Wednesday, February 28, 2018

Blog 3


Blog 3 


I made the decision to talk to my parents for this blog and the reason is because they are the best people I knew of to tell about stories about the past that were about were in the area were my parents. I didn't know what exactly to ask about or what kind of stories I wanted to hear so I simply asked if they had any stories about her past.
My parents (2015)  
She talked a lot about when she was kid and how different everything was and what it was like to live in New Phila back then and on a farm. She focused comparing on then and now. She put heavy emphasis on how connected people were to their community members. She told how when she was young and lived in town every day she would go around with the other kids to the park or to the store or to each other’s house.

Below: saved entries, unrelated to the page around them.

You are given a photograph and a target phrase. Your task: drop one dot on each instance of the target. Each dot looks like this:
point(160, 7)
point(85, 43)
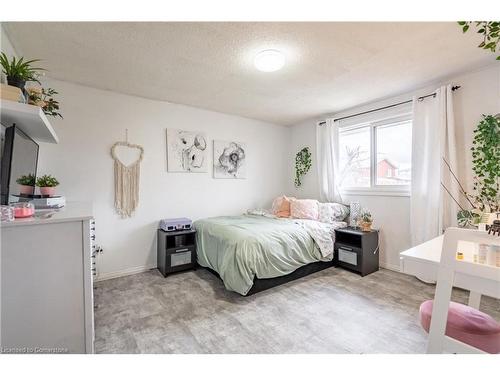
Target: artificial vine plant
point(486, 164)
point(490, 30)
point(302, 164)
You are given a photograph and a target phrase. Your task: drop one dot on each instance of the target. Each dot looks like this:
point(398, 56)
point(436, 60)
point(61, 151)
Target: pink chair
point(454, 327)
point(468, 325)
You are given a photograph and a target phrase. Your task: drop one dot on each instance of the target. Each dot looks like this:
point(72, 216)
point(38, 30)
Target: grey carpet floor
point(332, 311)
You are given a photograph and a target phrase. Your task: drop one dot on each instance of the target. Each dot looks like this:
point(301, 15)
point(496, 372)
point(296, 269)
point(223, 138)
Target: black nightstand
point(356, 250)
point(176, 251)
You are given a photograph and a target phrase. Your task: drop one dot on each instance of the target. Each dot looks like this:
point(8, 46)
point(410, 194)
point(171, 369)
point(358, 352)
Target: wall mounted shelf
point(29, 118)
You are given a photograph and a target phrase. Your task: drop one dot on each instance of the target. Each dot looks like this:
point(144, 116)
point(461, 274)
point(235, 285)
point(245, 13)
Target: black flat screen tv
point(20, 158)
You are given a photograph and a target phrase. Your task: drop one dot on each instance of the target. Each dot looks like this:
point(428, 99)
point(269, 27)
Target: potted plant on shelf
point(43, 98)
point(18, 71)
point(485, 197)
point(26, 184)
point(365, 221)
point(47, 184)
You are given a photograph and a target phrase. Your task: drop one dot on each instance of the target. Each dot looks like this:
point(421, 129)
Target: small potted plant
point(44, 98)
point(26, 184)
point(18, 71)
point(365, 221)
point(47, 184)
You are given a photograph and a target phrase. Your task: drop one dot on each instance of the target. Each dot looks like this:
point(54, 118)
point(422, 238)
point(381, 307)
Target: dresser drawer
point(348, 256)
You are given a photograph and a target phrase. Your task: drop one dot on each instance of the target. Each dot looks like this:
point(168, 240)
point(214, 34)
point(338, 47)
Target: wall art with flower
point(186, 151)
point(229, 159)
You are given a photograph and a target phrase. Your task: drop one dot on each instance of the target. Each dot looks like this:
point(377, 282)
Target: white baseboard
point(134, 270)
point(125, 272)
point(388, 266)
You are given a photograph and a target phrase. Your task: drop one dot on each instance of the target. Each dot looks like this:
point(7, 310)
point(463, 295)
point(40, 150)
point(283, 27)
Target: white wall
point(95, 119)
point(480, 94)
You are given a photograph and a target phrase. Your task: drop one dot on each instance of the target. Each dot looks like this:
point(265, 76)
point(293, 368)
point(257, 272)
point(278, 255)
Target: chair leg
point(439, 315)
point(474, 299)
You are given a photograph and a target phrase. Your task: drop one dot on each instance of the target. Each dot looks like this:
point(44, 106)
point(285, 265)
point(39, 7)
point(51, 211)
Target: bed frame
point(262, 284)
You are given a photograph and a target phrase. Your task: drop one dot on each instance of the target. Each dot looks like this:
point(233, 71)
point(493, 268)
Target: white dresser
point(46, 282)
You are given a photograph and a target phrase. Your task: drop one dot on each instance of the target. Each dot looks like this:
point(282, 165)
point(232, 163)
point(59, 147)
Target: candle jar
point(7, 213)
point(23, 209)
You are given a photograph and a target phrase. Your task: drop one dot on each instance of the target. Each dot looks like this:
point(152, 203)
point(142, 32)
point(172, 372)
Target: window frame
point(374, 188)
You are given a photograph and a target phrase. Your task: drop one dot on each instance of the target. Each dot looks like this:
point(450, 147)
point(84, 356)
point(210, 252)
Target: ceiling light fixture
point(269, 60)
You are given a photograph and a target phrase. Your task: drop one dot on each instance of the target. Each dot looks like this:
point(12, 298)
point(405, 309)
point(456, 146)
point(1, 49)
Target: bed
point(251, 253)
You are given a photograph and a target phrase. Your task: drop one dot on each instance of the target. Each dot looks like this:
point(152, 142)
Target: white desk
point(423, 261)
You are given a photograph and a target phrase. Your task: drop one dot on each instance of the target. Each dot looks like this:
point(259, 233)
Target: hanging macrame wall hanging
point(126, 180)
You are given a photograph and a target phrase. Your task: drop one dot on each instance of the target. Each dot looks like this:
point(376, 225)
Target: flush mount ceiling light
point(269, 60)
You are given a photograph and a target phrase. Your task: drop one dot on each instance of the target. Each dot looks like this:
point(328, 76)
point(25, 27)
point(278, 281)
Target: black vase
point(17, 82)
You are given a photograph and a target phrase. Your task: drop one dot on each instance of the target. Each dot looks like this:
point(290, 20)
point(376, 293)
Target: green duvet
point(239, 248)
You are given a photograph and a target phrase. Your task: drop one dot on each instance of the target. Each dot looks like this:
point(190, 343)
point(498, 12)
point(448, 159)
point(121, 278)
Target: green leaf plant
point(19, 69)
point(486, 164)
point(490, 30)
point(302, 165)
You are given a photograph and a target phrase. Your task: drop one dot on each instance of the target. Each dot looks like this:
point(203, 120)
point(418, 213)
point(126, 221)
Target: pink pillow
point(281, 206)
point(304, 209)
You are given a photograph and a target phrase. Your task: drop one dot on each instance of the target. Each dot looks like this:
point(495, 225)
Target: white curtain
point(327, 137)
point(432, 209)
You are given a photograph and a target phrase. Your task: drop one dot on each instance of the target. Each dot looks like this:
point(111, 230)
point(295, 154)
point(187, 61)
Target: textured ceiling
point(330, 66)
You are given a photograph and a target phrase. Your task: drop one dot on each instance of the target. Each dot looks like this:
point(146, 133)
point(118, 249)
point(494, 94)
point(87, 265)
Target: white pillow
point(304, 209)
point(331, 212)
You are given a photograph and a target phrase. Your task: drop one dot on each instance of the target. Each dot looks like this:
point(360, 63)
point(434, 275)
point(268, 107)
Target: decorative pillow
point(281, 206)
point(331, 212)
point(304, 209)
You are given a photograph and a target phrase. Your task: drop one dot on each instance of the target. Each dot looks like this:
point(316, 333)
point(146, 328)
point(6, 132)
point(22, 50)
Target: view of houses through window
point(376, 154)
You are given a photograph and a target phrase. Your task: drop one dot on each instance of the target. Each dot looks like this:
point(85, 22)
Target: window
point(376, 156)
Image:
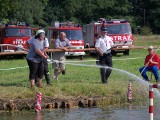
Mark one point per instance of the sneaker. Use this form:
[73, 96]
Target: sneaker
[55, 77]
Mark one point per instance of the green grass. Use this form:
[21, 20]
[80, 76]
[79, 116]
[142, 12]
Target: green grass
[81, 81]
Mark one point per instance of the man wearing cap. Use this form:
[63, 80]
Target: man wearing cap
[61, 43]
[151, 63]
[35, 58]
[45, 63]
[103, 48]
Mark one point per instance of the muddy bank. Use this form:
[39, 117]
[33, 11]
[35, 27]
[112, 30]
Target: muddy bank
[50, 103]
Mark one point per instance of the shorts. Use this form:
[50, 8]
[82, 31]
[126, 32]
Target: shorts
[60, 63]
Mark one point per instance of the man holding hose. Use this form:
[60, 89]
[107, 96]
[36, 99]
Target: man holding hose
[151, 64]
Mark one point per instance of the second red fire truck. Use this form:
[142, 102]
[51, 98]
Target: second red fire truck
[73, 33]
[13, 37]
[119, 30]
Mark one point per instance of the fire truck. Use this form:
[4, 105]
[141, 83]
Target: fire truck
[119, 30]
[13, 37]
[73, 34]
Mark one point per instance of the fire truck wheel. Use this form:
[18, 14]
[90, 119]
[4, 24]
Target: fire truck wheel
[114, 53]
[81, 57]
[126, 52]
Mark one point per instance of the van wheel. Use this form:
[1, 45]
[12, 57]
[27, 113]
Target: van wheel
[126, 52]
[81, 57]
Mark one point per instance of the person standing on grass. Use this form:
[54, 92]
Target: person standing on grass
[61, 43]
[35, 58]
[45, 63]
[103, 48]
[151, 63]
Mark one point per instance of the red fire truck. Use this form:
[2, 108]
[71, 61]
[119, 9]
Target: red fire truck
[13, 37]
[73, 33]
[119, 30]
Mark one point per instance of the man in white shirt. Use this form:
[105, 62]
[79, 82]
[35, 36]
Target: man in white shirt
[103, 48]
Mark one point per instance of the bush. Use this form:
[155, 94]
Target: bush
[145, 30]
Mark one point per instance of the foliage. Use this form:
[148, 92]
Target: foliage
[43, 12]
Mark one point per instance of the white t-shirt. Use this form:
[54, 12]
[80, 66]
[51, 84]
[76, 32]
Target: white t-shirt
[104, 43]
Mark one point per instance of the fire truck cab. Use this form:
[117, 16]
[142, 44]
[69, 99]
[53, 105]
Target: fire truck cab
[73, 34]
[13, 37]
[119, 30]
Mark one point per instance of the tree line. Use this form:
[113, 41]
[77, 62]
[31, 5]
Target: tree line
[142, 14]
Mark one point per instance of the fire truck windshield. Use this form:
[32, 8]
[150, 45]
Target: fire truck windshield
[73, 34]
[17, 32]
[119, 29]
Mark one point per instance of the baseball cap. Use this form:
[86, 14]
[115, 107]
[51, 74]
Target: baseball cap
[150, 47]
[104, 29]
[40, 31]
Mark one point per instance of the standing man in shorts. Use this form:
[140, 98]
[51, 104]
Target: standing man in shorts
[61, 43]
[103, 48]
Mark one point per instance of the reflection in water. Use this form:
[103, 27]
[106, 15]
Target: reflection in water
[106, 113]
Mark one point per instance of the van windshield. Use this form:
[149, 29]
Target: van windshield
[119, 29]
[73, 34]
[17, 32]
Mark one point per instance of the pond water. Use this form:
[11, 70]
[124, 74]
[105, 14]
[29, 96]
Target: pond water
[104, 113]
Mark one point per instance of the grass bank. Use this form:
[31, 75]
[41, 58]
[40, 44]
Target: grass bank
[81, 80]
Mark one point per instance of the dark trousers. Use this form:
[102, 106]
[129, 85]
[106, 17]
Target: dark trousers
[105, 61]
[46, 71]
[35, 70]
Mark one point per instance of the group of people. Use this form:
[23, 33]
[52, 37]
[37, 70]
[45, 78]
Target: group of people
[38, 66]
[37, 57]
[103, 47]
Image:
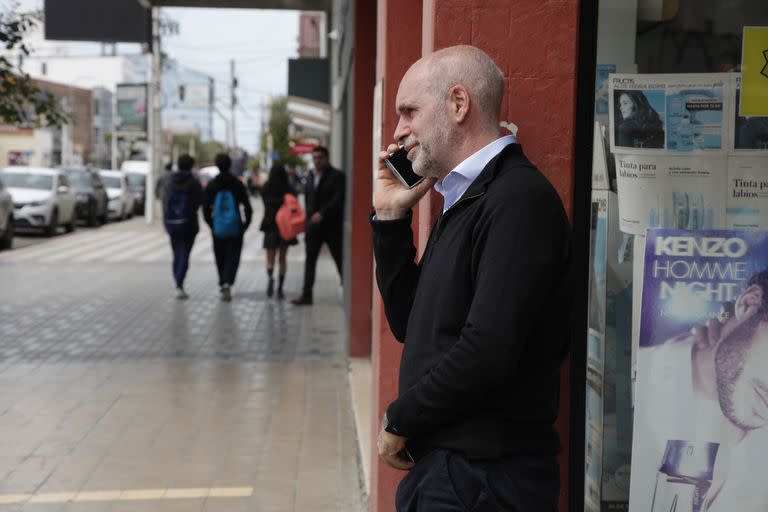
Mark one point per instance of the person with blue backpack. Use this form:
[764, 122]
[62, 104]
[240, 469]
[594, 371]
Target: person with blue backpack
[224, 196]
[181, 196]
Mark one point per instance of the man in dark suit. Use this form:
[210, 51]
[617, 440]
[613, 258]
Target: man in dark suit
[484, 313]
[324, 197]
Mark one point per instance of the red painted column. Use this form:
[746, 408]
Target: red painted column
[398, 46]
[535, 44]
[360, 201]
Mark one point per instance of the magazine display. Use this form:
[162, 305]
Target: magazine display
[685, 158]
[701, 410]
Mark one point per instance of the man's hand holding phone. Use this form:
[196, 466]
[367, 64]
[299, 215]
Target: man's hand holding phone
[391, 198]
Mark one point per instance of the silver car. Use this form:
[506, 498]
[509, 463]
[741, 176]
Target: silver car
[120, 197]
[6, 218]
[42, 198]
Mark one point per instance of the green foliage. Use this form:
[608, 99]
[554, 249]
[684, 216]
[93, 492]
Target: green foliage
[22, 103]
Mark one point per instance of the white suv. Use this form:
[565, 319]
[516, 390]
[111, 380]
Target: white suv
[119, 194]
[6, 218]
[42, 198]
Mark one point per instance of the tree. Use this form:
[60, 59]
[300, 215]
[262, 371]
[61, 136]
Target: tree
[21, 101]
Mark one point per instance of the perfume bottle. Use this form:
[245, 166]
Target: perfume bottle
[684, 477]
[685, 135]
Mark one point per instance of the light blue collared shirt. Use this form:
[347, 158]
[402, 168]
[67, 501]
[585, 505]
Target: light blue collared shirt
[453, 186]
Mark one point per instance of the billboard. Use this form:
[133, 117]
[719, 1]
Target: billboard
[109, 21]
[309, 78]
[132, 108]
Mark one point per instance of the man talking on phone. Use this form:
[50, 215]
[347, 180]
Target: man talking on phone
[484, 315]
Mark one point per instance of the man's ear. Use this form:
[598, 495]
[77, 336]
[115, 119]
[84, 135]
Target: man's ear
[749, 302]
[458, 101]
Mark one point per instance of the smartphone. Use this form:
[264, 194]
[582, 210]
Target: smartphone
[401, 167]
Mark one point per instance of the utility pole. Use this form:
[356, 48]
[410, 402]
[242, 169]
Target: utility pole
[232, 102]
[155, 128]
[113, 139]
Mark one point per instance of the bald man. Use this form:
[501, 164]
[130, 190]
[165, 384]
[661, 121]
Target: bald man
[484, 314]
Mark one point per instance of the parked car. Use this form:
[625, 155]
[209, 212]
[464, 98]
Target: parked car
[42, 198]
[92, 201]
[136, 172]
[206, 174]
[6, 218]
[120, 196]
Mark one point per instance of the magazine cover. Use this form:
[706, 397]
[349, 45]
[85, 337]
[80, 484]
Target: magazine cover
[671, 192]
[593, 440]
[701, 411]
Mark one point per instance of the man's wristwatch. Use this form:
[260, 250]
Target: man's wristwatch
[387, 426]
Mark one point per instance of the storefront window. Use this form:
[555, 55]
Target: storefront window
[677, 341]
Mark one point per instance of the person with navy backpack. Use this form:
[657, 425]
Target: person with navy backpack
[224, 196]
[181, 196]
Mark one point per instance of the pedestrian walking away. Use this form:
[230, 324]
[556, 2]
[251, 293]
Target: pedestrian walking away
[273, 194]
[324, 199]
[181, 197]
[224, 197]
[484, 315]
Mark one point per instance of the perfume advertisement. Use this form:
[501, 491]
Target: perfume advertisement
[700, 440]
[671, 192]
[669, 114]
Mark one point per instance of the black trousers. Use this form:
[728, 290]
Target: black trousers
[446, 481]
[182, 248]
[227, 252]
[314, 239]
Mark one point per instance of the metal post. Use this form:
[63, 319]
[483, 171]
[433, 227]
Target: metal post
[232, 102]
[114, 131]
[155, 128]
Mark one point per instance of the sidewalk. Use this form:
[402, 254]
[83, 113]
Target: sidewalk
[116, 397]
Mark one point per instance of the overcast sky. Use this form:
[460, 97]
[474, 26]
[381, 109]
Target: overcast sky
[260, 42]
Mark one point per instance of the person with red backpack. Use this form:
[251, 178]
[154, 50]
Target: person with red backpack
[224, 196]
[181, 196]
[273, 194]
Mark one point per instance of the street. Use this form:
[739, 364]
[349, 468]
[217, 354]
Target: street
[115, 396]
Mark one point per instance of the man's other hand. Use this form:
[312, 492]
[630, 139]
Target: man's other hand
[392, 451]
[391, 199]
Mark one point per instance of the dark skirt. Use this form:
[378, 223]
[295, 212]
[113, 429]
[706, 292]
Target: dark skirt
[272, 240]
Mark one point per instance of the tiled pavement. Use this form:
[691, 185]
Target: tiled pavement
[116, 397]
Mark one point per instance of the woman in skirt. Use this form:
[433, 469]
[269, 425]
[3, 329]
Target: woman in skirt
[272, 194]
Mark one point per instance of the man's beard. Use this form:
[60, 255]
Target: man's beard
[730, 358]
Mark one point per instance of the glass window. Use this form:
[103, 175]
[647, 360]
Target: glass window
[677, 362]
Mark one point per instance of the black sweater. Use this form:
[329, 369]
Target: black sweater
[484, 316]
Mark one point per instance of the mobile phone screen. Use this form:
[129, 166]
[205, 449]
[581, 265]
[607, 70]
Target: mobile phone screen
[401, 167]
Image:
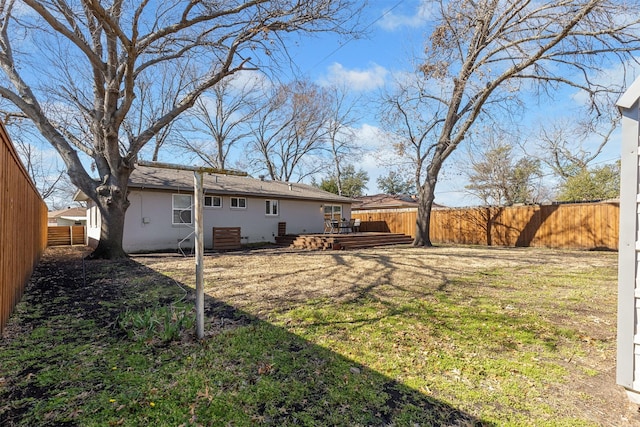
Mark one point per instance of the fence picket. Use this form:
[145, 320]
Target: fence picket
[570, 226]
[23, 227]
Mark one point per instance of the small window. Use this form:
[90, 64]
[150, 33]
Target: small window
[271, 207]
[333, 212]
[238, 203]
[182, 209]
[213, 201]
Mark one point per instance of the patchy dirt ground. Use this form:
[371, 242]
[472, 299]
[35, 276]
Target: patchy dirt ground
[269, 281]
[266, 281]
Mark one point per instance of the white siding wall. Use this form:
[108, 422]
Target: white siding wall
[94, 222]
[148, 221]
[628, 357]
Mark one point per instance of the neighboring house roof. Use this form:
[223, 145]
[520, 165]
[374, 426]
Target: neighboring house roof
[387, 201]
[72, 214]
[153, 178]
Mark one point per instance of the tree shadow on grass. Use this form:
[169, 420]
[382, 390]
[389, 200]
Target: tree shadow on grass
[68, 360]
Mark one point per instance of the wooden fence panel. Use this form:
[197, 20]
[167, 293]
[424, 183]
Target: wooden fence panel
[66, 235]
[574, 226]
[23, 228]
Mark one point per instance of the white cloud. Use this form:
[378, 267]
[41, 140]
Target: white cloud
[356, 80]
[391, 21]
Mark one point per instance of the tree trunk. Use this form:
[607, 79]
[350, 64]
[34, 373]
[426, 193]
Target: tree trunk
[426, 196]
[112, 203]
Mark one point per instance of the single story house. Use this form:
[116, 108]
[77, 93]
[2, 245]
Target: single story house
[387, 201]
[67, 217]
[161, 217]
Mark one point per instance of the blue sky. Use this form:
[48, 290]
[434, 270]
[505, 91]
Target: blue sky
[397, 30]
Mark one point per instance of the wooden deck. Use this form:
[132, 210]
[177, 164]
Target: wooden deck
[342, 241]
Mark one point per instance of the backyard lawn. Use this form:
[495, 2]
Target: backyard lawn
[403, 336]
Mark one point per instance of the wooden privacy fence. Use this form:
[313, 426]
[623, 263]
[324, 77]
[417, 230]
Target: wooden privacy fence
[23, 227]
[571, 226]
[66, 235]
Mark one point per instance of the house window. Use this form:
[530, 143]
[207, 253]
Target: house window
[333, 212]
[271, 207]
[182, 206]
[213, 201]
[238, 203]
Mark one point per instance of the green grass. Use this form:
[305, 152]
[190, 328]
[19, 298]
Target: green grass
[480, 348]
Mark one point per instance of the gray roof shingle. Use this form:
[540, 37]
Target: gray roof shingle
[145, 177]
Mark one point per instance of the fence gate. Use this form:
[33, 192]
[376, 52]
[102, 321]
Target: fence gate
[66, 235]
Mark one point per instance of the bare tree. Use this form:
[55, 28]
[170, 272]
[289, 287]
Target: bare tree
[290, 131]
[222, 114]
[73, 67]
[561, 145]
[340, 134]
[498, 178]
[484, 56]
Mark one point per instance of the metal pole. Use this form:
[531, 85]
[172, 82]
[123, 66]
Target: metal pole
[198, 203]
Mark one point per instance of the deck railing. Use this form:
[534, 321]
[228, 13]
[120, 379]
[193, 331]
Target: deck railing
[571, 226]
[23, 227]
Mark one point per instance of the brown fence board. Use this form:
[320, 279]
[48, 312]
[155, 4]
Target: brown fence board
[23, 227]
[571, 226]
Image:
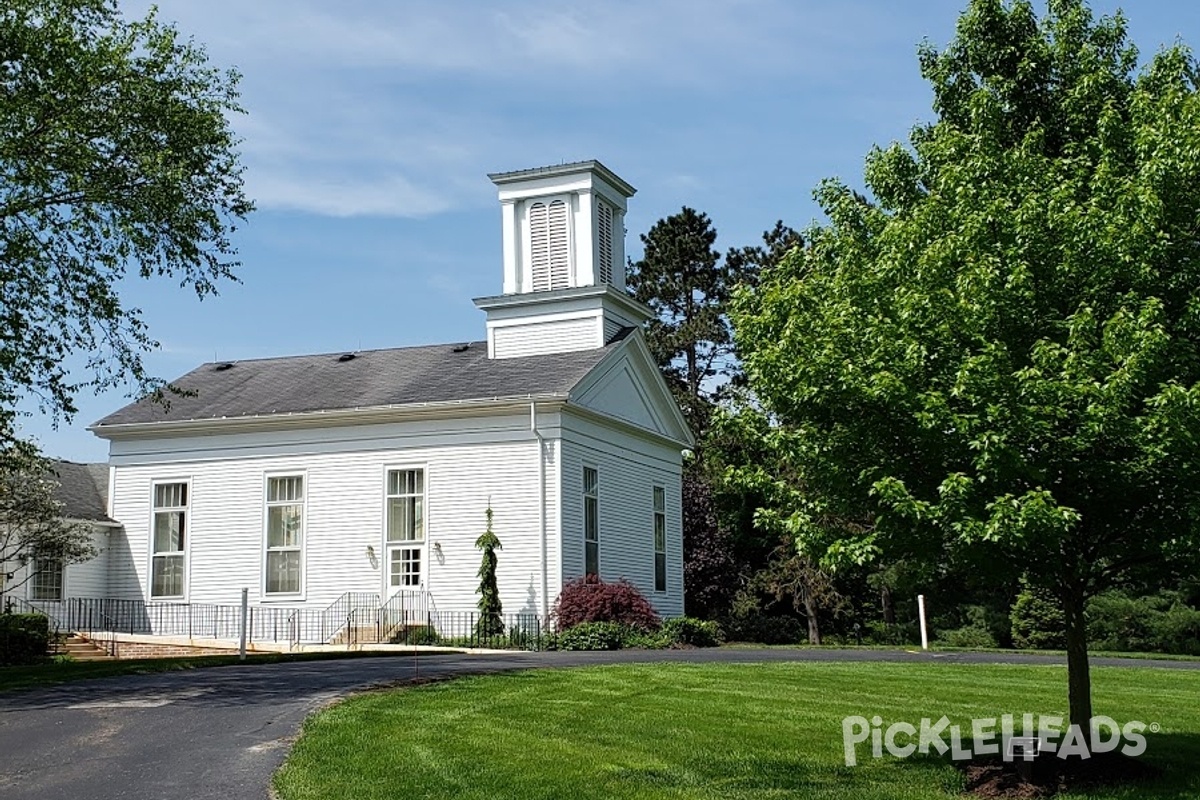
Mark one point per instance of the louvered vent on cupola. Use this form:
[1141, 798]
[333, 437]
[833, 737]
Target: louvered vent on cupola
[550, 253]
[604, 240]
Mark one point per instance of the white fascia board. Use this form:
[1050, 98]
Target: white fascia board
[333, 417]
[606, 364]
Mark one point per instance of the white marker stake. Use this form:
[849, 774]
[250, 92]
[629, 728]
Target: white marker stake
[924, 633]
[245, 609]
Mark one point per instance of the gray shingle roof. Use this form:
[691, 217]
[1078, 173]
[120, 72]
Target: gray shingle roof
[82, 489]
[371, 379]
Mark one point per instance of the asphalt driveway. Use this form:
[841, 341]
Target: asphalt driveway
[221, 733]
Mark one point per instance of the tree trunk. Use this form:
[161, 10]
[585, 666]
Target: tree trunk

She said “one mom was everybody's mom”, “any mom would spank you or tell you what to do.” She told how nobody had fences and how everybody sat on their porches and talked to their neighbors. Not everybody was independent and keeping to themselves. In addition to that everybody tended to have their own gardens even in the city and do whatever they could to support themselves for free. When she was young and lived in New Phila they still had a milkman that would bring milk in a horse drawn carriage and she said, “All the kids would run out to pet Dewie (the horse) every time he came.”
I really like all that she told me, and it made me really think of possible ways to make our current communities more connected like they once were.  The kids and the adults. Kids today in towns and cities do connect and hang out in groups but there isn't a special sense of community between families and neighbors like there once was.
My dad told similar stories though his were a lot more mischievous. He told stories about the things he did with his friends when he was young. Things like playing stickball in the street and playing the cards on the bus to school. There were also things like hiding and throwing tomatoes at cars driving by at night. Things that would have surely gotten them in trouble had their parents found out. He also told a story about the small jobs he would do in the summer. Lawn mowing was something he did and between each yard he would push the lawn mower to the gas station and fill it up for the next lawn. One year to pay for a vacation he and his brothers spent months collecting thrown out bottles and cashing them in for the few cents they were worth.
The stories from both are similar and paint the same picture of how much more connected everyone was in the past and committed functioned with far less outside help. I think these stories are important because, yes, we live in a different world today but that doesn't mean it can’t have the good aspects from ways of the past. I know that I would've liked to grow up in a hybrid society of then and now but I didn't but that doesn't mean my future children can’t. I hope one day we can again achieve a community with much more communication.